Source: Focus Economics-Consensus Forecast ASEAN January 2023
Goals and targets of the Philippine Development Plan for 2023-2028
- Maintain annual economic growth rate. The goal is for the economy to grow between 6-7% in 2023 and 6.5-8% from 2024 to 2028. Sustained high levels of growth are necessary to meet the “AmBisyon Natin 2040” long-term plan.
- Create more, better, and more resilient jobs. By 2028, the unemployment rate shall range between 4 and 5%, and the percentage of wage and salary workers in private establishments to the total employed shall range from 53 to 55%.
- Keep food and overall prices low and stable. Expanding the opportunities available to Filipinos must be complemented by efforts to protect people’s purchasing power. Food and overall inflation will be kept within 2.5 to 4.5% in 2023 and within 2-4% from 2024 to 2028.

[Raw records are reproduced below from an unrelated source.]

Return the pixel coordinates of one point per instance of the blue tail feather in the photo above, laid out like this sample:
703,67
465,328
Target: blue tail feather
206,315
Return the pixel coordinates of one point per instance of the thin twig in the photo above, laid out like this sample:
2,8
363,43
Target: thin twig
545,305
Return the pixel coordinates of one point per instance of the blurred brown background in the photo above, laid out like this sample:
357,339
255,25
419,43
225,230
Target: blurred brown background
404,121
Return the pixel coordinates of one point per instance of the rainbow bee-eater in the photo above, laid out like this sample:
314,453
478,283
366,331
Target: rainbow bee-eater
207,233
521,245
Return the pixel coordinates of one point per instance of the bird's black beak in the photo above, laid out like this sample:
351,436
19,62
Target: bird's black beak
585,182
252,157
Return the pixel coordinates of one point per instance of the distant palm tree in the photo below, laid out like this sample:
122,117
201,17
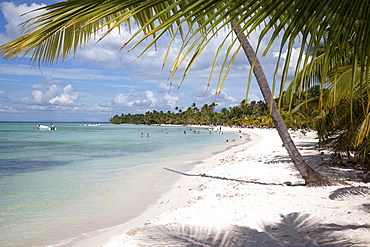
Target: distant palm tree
67,25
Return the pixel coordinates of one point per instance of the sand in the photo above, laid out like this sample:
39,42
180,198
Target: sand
251,195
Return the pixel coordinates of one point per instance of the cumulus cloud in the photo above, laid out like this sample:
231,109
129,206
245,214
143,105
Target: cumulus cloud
145,101
66,98
47,93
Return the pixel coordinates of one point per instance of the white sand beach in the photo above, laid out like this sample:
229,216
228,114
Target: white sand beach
241,198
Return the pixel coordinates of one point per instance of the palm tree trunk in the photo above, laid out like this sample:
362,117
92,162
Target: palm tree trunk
310,176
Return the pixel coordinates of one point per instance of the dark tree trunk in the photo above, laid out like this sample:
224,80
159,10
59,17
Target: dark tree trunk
310,176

- Enforce fiscal discipline. To ensure the sustainability of growth, the national government deficit- to-GDP ratio will be gradually reduced from 6.5% during the first half of 2022 to 3% in 2028. The outstanding government debt-GDP ratio decreased from 63.7% as of September 2022 and will be reduced to 48-53% by the end of 2028.

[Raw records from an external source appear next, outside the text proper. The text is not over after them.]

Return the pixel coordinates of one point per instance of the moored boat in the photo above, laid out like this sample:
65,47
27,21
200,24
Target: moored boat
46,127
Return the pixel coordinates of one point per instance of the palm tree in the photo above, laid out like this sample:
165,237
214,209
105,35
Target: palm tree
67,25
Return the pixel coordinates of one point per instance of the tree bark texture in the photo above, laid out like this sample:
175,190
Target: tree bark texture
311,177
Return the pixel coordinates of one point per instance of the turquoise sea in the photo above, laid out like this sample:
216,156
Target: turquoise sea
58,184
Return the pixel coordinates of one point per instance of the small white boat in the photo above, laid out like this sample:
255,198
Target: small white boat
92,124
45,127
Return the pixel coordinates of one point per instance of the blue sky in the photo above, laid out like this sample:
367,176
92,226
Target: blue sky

- Transform the production sectors through innovation. The Philippines aims to continue its progress among the innovation achievers of the region by ranking higher, to within the top 33% of the Global Competitiveness Index by 2028.
- Lower poverty rate. All these efforts are intended to improve the welfare of Filipinos significantly. These strategies are expected to reduce poverty from 18% in 2021 to 8 – 9% by 2028.
What can the business sector and international community expect from the Marcos Administration?
- The Philippine government will strengthen and facilitate Public-Private-Partnerships (PPPs), trade and investments, research and development, and technology transfer while encouraging robust competition. PPPs are expected to upgrade the country’s energy, logistics, transportation, telecommunications, and water infrastructure.
- The government shall build on game-changing reforms in the investment environment, such as amendments to the Foreign Investment Act, Retail Trade Liberalization Act, and Public Service Act, as well as passing a Corporate Recovery and Tax Incentives for Enterprises Law.
- Policies enabling open and competitive markets will complement these reforms. The goal is to make it easier for companies to compete and innovate while upholding consumer protection. Businesses will be assured of lower transactioncosts, a healthy regulatory environment, and protection from anti-competitive practices.